De acordo com uma pesquisa realizada pelo V-Dem, think tank da Universidade de Gotemburgo, 90% dos seres humanos no mundo são atualmente governados por regimes que não são democracias liberais, ou seja, 50% dos seres humanos vivem sob ditaduras propriamente ditas, como os russos, os chineses e muitos países africanos. Há também uma longa lista de estados, representando entre 50% e 90%, que são governados por democracias recentes ou iliberais. Os Estados Unidos e Israel estão entre estes. Portanto, nós, europeus, na realidade, vivemos dentro de uma pequena bolha, uma espécie de privilégio. E é interessante ressaltar que hoje todos concordamos em condenar Trump. Basta olhar as pesquisas —se deu conta até Giorgia Meloni, que mudou sua posição sobre Trump — para entender que o presidente dos EUA se tornou uma espécie de elemento radioativo com o qual ninguém quer ter nada a ver. Enquanto isso, o presidente chinês está assumindo o papel de quem pode explicar ao mundo como as relações devem ser administradas. Como nasce essa inversão?

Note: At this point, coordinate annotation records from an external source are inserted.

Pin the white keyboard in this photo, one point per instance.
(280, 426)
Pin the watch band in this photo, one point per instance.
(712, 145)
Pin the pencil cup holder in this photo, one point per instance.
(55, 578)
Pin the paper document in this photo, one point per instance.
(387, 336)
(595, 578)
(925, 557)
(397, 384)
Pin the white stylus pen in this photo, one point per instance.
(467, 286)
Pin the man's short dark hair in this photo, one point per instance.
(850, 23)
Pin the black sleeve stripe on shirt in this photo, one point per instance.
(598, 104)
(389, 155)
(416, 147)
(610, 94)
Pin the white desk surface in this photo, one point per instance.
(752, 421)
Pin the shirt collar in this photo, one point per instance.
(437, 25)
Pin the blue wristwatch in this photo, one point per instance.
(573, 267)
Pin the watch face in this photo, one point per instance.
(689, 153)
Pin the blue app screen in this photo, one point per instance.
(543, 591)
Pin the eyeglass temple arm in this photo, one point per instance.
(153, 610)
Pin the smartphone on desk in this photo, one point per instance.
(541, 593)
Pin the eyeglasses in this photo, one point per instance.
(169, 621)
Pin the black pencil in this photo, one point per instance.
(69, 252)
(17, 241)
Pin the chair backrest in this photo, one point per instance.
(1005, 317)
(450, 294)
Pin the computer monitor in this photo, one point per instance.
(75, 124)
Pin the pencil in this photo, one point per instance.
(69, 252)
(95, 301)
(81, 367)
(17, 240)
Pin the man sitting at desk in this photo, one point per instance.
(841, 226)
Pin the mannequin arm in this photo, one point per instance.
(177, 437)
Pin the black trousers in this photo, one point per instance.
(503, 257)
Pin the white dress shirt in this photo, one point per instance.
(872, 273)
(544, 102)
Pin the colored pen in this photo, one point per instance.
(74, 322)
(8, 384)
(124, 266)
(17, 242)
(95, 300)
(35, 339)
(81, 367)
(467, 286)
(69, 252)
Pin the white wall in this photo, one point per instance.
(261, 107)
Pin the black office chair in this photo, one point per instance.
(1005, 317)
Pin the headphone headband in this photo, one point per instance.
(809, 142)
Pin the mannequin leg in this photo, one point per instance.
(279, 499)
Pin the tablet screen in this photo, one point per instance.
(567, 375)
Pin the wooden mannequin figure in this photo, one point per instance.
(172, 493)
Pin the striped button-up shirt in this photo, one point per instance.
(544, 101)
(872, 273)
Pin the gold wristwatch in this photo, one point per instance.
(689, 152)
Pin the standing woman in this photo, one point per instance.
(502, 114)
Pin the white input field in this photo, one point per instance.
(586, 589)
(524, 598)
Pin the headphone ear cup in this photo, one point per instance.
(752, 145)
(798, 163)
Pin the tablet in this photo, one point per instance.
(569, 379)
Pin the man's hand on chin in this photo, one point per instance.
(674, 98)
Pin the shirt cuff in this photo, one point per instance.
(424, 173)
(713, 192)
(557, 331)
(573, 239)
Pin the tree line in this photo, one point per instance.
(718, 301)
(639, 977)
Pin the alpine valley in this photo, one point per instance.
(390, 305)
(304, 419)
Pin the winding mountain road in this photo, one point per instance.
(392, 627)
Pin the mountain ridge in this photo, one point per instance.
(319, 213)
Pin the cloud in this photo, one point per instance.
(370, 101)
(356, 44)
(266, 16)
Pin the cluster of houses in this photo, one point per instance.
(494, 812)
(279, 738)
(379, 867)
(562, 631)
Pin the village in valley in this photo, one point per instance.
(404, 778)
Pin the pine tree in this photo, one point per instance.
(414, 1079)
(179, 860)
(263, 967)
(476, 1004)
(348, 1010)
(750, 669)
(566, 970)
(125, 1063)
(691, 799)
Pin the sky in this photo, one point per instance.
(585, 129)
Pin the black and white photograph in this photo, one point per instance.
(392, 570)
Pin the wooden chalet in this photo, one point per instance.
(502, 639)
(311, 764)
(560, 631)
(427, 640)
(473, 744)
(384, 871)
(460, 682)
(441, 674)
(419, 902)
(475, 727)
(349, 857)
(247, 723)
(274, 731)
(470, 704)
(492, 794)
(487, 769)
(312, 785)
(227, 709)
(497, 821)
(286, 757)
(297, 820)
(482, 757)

“As democracias representativas não são pressionadas apenas por certos tipos de relações internacionais, porque quando se está em uma situação de guerra, ou em uma situação pré-guerra, é perfeitamente lógico e fisiológico que as formas democráticas vacilem. As democracias representativas também estão em crise por razões internas, que alguns de nós vêm denunciado há quarenta ou cinquenta anos, dizendo: cuidado, não se pode seguir em frente com uma política fiscal de um certo tipo (...) não se pode seguir em frente pensando que o bem-estar social pode ser sustentado por meio de um aumento contínuo de impostos. Não dá, porque nesse ponto acabam disparando mecanismos de sonegação fiscal incontrolável e, depois disso, mecanismos políticos contrários a essa política redistributiva. Qual é a ideologia fundamental da equipe de Trump? O Estado não deve custar, a política não deve custar, todos os recursos devem ser destinados à inovação, à pesquisa tecnológica e ao desenvolvimento. E as chamadas esquerdas, nos últimos quarenta anos, foram completamente incapazes de compreender que precisam mudar a estrutura do Estado, que precisam ser reduzidos os custos da administração e todas as conversas sobre o federalismo, etc. As democracias estão em crise por seus próprios motivos; não foi nenhum ditador chinês que obrigou os países democráticos como o nosso a eliminar o legislativo; o legislativo é a aprovação de decretos, e as leis se tornaram decretos do governo, e não foi o chinês que nos empurrou para essa deriva. (...) Nada obrigava a Europa a seguir as políticas que seguiu, ninguém a obrigava a tornar-se um sistema burocrático administrativo pervasivo, incapaz de resolver questões de convergência fiscal, convergência social, etc. As grandes questões internacionais sobre as quais nos sentimos impotentes não devem nos isentar de compreender todas as responsabilidades que temos por não termos sido capazes de modificar nada dentro dos nossos estados democráticos e da nossa Europa."